人とあやかしだから割り切れない事、人とあやかしだからと言いきれない事

時は戦国時代。
妖山の領主である白澤家当主が、後継者を指名せずに死んだ。残るは未婚の姫のみ。
そこで選ばれたのが、国主の異母弟である剛厚(つよあつ)。彼は雪音姫を娶り、妖山の領主となることに。

「いや、しかし人間の妻など、可哀想です。我らは人食い鬼なのですぞ」

そう、国主たちは妖、それも人食い鬼なのだった。
『あやかし三箇条』で生きた人間は殺して食ってはいけないと取り決めているものの、理性が本能を抑えられるかはまた別だ。

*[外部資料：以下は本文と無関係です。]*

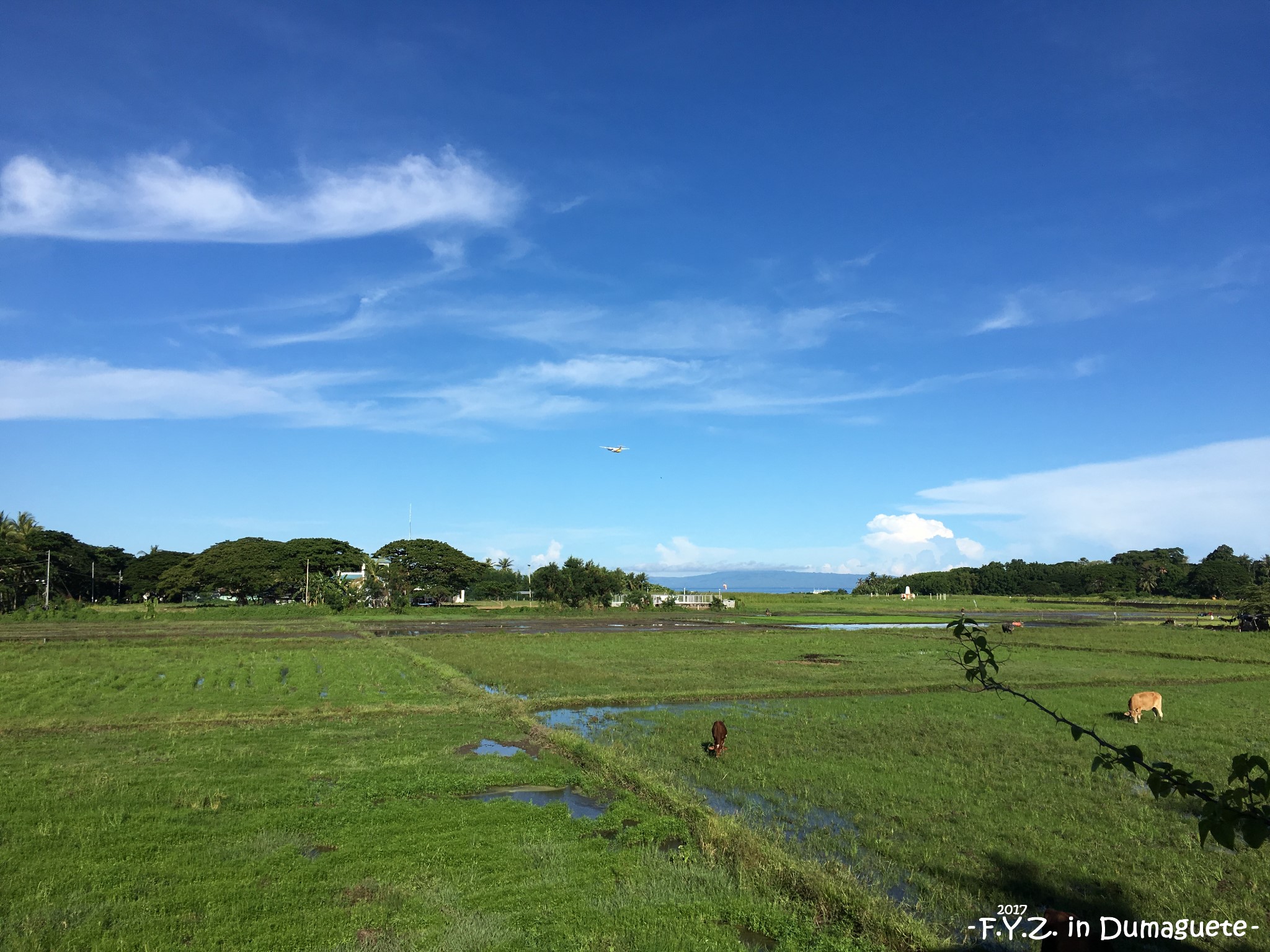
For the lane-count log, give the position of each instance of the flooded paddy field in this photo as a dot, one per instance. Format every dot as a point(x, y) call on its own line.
point(140, 808)
point(951, 804)
point(516, 787)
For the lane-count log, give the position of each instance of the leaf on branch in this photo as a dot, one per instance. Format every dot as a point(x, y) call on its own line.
point(1254, 832)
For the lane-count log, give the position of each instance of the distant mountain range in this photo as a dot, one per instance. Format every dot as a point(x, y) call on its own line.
point(760, 580)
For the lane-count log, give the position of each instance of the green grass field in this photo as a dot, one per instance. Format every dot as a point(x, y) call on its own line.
point(163, 788)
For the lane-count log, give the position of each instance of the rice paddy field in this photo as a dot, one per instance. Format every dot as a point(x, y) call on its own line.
point(213, 782)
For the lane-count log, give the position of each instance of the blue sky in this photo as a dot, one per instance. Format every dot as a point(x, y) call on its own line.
point(866, 286)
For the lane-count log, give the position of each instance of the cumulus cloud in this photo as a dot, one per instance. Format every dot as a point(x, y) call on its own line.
point(911, 544)
point(534, 392)
point(1194, 498)
point(158, 198)
point(905, 530)
point(92, 390)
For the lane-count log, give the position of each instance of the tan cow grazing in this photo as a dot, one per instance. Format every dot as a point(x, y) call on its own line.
point(1145, 701)
point(719, 731)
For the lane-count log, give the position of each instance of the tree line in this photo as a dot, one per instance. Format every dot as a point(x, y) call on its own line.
point(1155, 571)
point(259, 570)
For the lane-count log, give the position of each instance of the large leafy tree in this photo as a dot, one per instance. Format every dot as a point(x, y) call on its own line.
point(431, 566)
point(326, 559)
point(143, 574)
point(1222, 574)
point(578, 583)
point(246, 569)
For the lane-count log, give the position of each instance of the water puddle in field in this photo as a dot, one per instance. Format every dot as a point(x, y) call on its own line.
point(591, 721)
point(492, 748)
point(580, 806)
point(492, 690)
point(818, 833)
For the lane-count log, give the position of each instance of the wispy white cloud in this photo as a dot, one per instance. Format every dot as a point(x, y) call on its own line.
point(92, 390)
point(548, 390)
point(1194, 498)
point(1044, 305)
point(562, 207)
point(668, 327)
point(158, 198)
point(828, 272)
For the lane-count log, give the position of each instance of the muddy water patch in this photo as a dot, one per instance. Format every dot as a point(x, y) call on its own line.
point(580, 806)
point(755, 940)
point(493, 748)
point(592, 721)
point(864, 626)
point(817, 833)
point(493, 690)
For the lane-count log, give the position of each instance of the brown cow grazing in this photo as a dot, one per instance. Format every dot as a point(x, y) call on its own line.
point(1060, 924)
point(721, 734)
point(1145, 701)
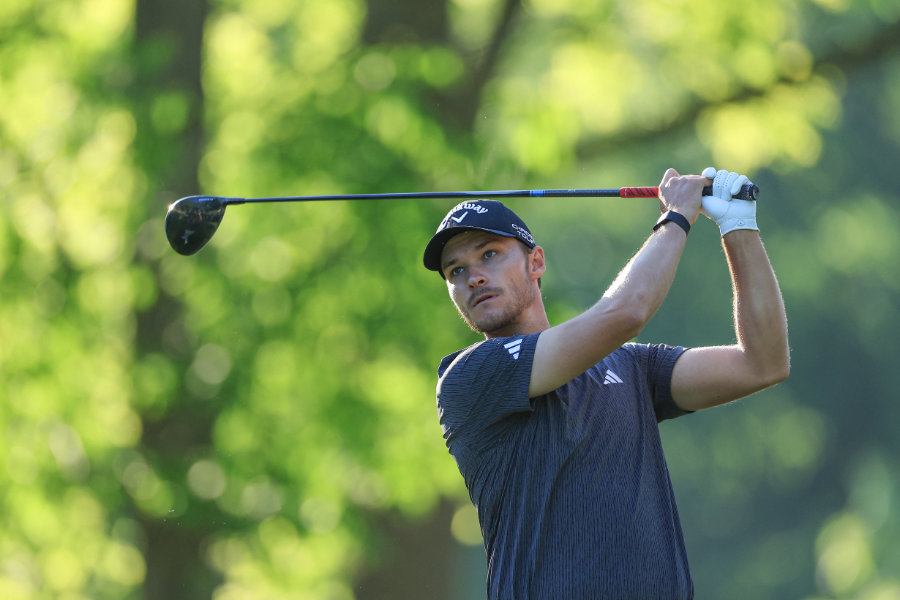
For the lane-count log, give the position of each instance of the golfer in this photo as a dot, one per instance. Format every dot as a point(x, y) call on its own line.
point(554, 428)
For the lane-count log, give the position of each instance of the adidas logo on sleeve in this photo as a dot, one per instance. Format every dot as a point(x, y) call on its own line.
point(514, 347)
point(611, 378)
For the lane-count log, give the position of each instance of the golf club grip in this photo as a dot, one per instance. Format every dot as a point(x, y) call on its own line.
point(749, 191)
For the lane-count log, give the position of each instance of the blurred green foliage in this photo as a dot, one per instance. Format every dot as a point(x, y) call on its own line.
point(245, 418)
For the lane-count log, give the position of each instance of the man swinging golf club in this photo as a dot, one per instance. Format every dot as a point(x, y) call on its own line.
point(554, 428)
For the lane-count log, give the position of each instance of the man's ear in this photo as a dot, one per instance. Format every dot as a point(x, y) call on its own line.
point(536, 264)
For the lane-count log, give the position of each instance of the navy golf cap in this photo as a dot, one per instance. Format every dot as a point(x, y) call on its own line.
point(475, 215)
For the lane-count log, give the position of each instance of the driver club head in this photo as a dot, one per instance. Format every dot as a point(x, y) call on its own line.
point(192, 221)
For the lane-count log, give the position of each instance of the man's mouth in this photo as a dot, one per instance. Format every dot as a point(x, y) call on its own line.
point(482, 297)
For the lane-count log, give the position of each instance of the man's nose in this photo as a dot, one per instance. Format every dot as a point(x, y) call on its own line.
point(477, 278)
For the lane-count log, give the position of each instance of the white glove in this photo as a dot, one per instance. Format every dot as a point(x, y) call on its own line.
point(728, 212)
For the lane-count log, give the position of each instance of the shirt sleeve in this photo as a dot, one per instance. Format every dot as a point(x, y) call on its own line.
point(659, 361)
point(482, 386)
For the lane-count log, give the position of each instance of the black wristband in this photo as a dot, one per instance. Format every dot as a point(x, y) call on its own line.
point(674, 217)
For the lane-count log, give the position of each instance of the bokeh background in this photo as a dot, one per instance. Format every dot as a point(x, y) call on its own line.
point(257, 421)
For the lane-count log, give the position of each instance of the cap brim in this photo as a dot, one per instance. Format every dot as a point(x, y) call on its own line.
point(435, 247)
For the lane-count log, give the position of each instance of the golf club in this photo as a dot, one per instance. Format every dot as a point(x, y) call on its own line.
point(192, 221)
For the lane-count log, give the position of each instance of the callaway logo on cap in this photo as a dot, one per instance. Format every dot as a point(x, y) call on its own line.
point(480, 215)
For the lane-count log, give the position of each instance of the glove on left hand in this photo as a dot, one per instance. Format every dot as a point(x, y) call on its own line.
point(728, 212)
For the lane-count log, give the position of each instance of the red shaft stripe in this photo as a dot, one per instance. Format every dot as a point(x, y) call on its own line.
point(642, 192)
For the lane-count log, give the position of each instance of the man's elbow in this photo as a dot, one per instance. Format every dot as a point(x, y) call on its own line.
point(776, 373)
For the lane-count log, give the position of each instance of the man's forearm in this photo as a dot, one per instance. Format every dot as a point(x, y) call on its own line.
point(759, 316)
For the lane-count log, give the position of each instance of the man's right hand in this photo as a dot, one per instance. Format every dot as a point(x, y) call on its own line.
point(682, 193)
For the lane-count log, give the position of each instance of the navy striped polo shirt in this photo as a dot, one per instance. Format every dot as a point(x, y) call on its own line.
point(572, 490)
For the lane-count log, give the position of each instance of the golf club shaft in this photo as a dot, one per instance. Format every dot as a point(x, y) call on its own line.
point(748, 192)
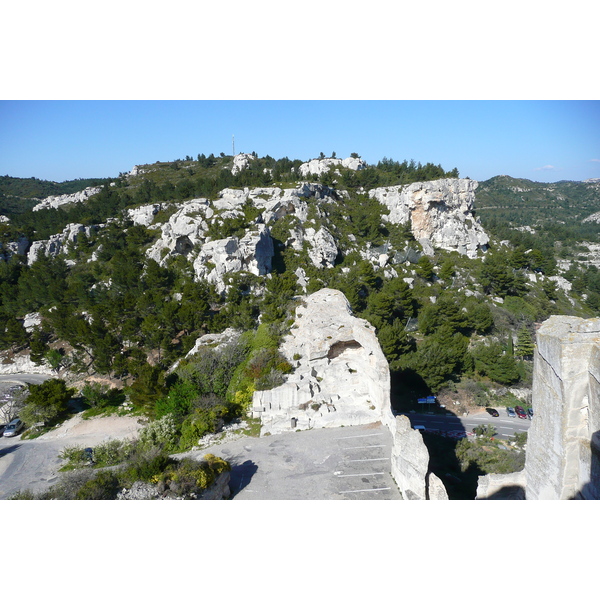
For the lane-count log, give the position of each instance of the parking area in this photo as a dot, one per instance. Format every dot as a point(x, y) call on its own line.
point(345, 463)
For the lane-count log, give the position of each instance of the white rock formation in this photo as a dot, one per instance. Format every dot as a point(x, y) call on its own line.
point(410, 464)
point(22, 364)
point(137, 170)
point(341, 376)
point(183, 232)
point(563, 443)
point(56, 201)
point(318, 166)
point(57, 244)
point(563, 446)
point(322, 251)
point(241, 162)
point(216, 341)
point(7, 249)
point(31, 321)
point(252, 253)
point(440, 214)
point(143, 215)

ところが、その人間の妻というのも中々の曲者。妖がたむろう山で育った雪音姫は、剛厚を見て、
「最高ですわ」
「何て可愛らしいのでしょう」
と心中で呟くのであった。
しかし、雪音の心の底には、ある諦観があった。

ところで、剛厚には兄が二人いるが、少し確執がある。
国主である長兄とは母親同士がいがみ合い、次兄は母親が失踪したことで人食い鬼の血を憎んでいた。

一方であやかしが人間の子を育て、自身をあやかしだと定めたものもいる。

違う種がよき隣人として接する世の中でも、絶えず憎しみをいだく個としての存在。
弱き者でありながら、強き者の領分から搾取していく人間。あやかしとして人間に干渉されないよう、そして『あやかし三箇条』を破棄して生きたい者。
そんな中で、剛厚と雪音が、愛し愛される関係を築くことはできるのか。